Lemma 1.1.4 ([Lemma 8.1.1, Str24]).label Let $(\Omega, \cf, \bp)$ be a probability space and $(B_{t}, \bracs{\cf_t: t \ge 0})$ be a standard Brownian motion, then
- (1)
Almost every sample path of $B$ is in $\sps$.
- (2)
$\ev[\norm{B}_{\sps}^{2}] \le 32d$.
Proof. $(1)$: By the Brownian Strong Law of Large Numbers, $B(\omega) \in \sps$ for almost every $\omega$.

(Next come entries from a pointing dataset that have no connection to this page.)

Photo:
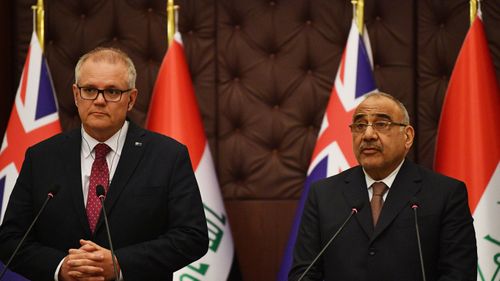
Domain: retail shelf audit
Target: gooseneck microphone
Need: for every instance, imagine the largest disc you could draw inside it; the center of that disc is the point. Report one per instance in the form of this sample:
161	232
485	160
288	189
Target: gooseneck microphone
355	209
101	193
415	205
52	192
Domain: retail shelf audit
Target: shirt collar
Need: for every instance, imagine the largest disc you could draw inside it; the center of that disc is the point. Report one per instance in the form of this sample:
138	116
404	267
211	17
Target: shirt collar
388	180
115	142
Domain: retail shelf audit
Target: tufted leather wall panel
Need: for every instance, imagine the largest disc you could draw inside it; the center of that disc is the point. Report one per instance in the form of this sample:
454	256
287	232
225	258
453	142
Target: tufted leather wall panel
262	72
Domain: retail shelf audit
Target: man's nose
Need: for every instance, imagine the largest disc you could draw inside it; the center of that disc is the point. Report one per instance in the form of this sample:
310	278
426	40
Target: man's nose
370	133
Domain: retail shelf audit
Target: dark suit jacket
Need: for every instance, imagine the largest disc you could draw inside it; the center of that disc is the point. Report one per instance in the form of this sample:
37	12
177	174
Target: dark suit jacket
154	208
389	252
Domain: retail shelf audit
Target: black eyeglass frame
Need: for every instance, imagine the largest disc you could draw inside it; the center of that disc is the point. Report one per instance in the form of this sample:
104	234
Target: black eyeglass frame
387	124
103	92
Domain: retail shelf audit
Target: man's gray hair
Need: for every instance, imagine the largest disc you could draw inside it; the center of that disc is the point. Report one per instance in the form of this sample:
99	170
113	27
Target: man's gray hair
111	55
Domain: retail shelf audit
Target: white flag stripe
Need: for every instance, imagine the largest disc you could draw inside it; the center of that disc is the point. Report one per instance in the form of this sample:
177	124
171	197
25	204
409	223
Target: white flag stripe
487	225
219	262
27	110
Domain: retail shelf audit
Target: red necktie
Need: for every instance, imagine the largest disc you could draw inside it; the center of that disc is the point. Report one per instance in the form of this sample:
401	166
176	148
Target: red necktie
98	176
379	189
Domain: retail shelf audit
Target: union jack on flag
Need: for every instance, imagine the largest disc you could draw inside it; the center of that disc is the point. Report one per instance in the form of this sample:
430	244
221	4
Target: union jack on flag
333	151
33	118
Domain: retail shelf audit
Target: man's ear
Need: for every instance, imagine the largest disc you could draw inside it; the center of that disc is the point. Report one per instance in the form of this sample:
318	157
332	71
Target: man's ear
132	99
409	136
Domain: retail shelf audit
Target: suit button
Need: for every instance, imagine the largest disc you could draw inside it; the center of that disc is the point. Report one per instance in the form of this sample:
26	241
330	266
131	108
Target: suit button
372	251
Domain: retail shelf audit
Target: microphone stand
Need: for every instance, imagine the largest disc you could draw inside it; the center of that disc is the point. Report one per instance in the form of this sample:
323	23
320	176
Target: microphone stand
100	193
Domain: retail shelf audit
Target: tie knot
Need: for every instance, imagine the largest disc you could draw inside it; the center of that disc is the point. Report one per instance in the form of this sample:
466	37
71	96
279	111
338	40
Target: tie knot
101	150
379	188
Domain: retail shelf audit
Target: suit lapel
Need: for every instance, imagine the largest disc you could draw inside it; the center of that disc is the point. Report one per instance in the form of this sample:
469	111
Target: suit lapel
73	175
131	154
356	194
405	186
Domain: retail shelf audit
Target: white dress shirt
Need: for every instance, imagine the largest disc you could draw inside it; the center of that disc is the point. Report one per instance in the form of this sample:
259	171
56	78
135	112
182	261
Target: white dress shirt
388	181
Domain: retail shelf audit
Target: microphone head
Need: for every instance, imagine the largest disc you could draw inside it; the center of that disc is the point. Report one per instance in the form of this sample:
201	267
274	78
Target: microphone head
53	190
414	203
100	191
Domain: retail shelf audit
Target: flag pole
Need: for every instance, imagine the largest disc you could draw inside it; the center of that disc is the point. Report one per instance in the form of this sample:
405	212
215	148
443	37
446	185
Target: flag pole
473	10
358	11
171	20
39	22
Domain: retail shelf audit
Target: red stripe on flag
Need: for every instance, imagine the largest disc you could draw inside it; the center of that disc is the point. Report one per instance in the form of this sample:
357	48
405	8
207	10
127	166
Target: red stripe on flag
338	130
18	140
468	145
24	82
174	110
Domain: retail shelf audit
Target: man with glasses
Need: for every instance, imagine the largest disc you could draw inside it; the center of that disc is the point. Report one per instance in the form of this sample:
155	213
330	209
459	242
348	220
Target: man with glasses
379	243
152	200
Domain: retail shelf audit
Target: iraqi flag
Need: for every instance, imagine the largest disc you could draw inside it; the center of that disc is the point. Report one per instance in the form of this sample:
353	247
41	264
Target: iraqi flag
333	151
33	118
174	112
468	143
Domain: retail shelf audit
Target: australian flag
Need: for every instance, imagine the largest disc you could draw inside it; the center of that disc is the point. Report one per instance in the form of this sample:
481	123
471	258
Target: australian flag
34	117
333	151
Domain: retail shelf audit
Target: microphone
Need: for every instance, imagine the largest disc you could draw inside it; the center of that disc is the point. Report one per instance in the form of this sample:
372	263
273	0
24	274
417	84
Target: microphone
100	192
355	209
52	192
415	205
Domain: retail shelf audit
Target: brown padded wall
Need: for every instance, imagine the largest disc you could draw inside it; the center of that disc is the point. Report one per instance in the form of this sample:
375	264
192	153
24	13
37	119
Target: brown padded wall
262	72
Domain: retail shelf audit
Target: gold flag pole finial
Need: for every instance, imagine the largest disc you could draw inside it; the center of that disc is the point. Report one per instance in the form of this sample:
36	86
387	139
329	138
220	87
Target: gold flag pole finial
39	22
473	10
171	20
358	11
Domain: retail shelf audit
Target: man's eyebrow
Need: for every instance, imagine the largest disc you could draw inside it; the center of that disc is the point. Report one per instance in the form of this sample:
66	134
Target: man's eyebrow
358	116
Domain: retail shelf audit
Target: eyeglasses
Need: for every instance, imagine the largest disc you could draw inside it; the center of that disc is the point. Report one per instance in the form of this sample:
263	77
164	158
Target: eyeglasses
111	95
379	126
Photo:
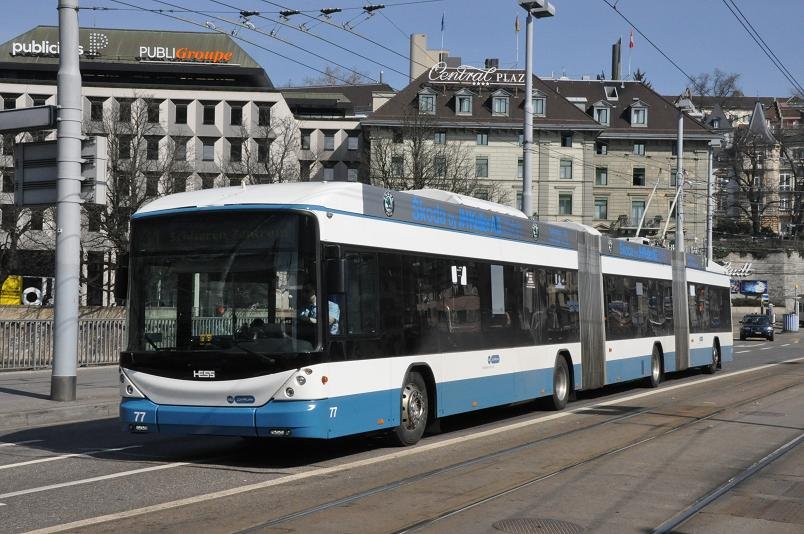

$(2)$: By Doob’s maximal inequality, for any $r \ge 0$,
\begin{align*}\ev\braks{\norm{B}_{u, [0, 2]}^2}^{1/2}&\le 2\ev\braks{\norm{B_r}_{\real^d}^2}^{1/2}\\ \ev\braks{\norm{B}_{u, [0, 2]}^2}&\le 4\ev\braks{\norm{B_r}_{\real^d}^2}\end{align*}
and for any $\theta \in \sps$,
\begin{align*}\norm{\theta}_{\sps}^{2}&\le \sum_{n = 0}^{\infty} \sup_{t \in [0, 2^n]}\frac{\abs{\theta(t)}^{2}}{(1 + t)^{2}}\le \sum_{n = 0}^{\infty} \frac{1}{2^{2(n-1)}}\norm{\theta}_{u, [0, 2^n]}^{2}\\&\le \sum_{n = 0}^{\infty} 4^{1 - n}\norm{\theta}_{u, [0, 2^n]}^{2}\end{align*}
Thus
\begin{align*}\ev[\norm{B}_{\sps}^{2}]&\le \sum_{n = 0}^{\infty} 4^{1 - n}\ev\braks{\norm{\theta}_{u, [0, 2^n]}^2}\le \sum_{n = 0}^{\infty} 4^{1 - n}\ev\braks{\norm{B_{2^n}}_{\real^d}^2}\le 32d\end{align*}
$\square$